На двух челноках мы отправились с Захаром Макарычем на протоку. Это подобие узкой канавы в камышах, ведущей на край луга. Ехать надо было не меньше трех километров — мы спешили, отталкиваясь веслами, стоя во весь рост. Хотя челноки двигались довольно быстро, к месту мы прибыли, когда уже заря занялась, но все-таки еще не рассветало. Я следовал по пятам за челноком Захара Макарыча. Он с ходу воткнул челнок под ветви ветлы, боком склонившейся над сухими камышами. Я сделал то же самое, и мы оказались рядом, борт к борту. Мой спутник приложил ладонь к губам: дескать, надо тихо! За все время пути он не произнес ни единого слова. Мне казалось, что он наслаждался тишиной. Но тут надо было молчать, вероятно, по необходимости. К тому же мы попали в самое что ни на есть начало зари. Я указал на корзину с кряковыми, что означало вопрос: «Будем пускать или нет?»

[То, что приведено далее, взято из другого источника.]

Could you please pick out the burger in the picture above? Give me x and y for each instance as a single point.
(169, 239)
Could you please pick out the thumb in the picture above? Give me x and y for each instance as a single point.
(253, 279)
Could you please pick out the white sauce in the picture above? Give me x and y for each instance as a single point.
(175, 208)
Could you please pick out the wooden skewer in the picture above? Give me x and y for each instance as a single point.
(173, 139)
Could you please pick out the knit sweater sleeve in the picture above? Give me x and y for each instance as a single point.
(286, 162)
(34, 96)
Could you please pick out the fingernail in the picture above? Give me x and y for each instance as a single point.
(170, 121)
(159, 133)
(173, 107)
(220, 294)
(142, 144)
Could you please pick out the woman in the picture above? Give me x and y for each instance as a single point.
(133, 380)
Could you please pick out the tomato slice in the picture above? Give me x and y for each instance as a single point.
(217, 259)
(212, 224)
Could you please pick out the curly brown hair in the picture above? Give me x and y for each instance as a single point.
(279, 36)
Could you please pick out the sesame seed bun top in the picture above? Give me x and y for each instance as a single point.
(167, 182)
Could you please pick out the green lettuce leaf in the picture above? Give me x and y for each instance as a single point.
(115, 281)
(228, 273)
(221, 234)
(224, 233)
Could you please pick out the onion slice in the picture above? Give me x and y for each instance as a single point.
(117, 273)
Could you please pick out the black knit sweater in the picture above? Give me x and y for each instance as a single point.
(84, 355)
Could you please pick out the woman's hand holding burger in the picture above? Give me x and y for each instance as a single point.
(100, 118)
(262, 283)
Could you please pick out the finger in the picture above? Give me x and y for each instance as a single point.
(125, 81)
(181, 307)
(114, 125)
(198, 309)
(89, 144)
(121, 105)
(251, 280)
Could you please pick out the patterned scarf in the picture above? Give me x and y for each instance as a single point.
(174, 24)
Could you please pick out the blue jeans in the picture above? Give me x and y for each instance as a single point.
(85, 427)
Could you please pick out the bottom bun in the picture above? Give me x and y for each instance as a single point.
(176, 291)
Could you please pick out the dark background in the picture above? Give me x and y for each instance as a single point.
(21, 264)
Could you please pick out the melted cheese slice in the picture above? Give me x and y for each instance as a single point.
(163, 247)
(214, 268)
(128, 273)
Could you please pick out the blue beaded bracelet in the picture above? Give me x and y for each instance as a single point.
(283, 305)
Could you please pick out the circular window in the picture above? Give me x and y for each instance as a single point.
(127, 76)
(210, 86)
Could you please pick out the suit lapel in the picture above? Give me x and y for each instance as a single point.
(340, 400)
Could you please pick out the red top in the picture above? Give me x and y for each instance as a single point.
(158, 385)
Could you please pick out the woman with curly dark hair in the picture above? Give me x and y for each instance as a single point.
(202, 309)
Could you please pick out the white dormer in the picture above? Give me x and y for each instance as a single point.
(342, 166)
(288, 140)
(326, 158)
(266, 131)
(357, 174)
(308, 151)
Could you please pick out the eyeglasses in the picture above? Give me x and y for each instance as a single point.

Захар Макарыч притронулся к моему плечу: «Не будем».
Ладно. Сидим без единого шороха.
Нигде ни звука.
Потом упала с ветлы в воду капля — звонко и чисто так, как мне никогда не приходилось слышать за все сорок лет охоты. Это, конечно, от неимоверной тишины. Из всего мира звуков, которые мы всегда слышим, чистого, свободного «от помех» падения весенней крупнейшей капли мне, оказывается, не пришлось слышать. Они, капли, всегда окружены беспокойными шумами, а здесь — звонко-презвонко: блюк-к-к!
Я ждал второй капли, но она беззвучно ударилась о камышинку. Ждал третью…
Третьей капли для меня не было — я ее уже не мог слышать: ухнула выпь! Этот дисциплинированный горнист природы открывает зорю всегда точно: заиграл — значит, подъем для всего живого в камышах. И тогда крякнет утка, тогда спросонья защебечет камышевка, тогда шлепнет ногой о воду цапля и завозится в ветвях невесть какая птичка. Выпь-горнист и вечером «играет отбой» — закрывает зорю: если она ухнула вечером, то все — охота кончилась! Только, пожалуй, взлетит утка, уходя на кормежку уже в темноте. Но взлетит с голосом, как бы приветствуя и благодаря горниста и предупреждая молодежь (если летом) о том, чтобы сидели тихо и ждали голоса горниста — тогда она прилетит вновь. Ухнет выпь летним утром, прислушаешься — запищат утята: сейчас мать прилетит.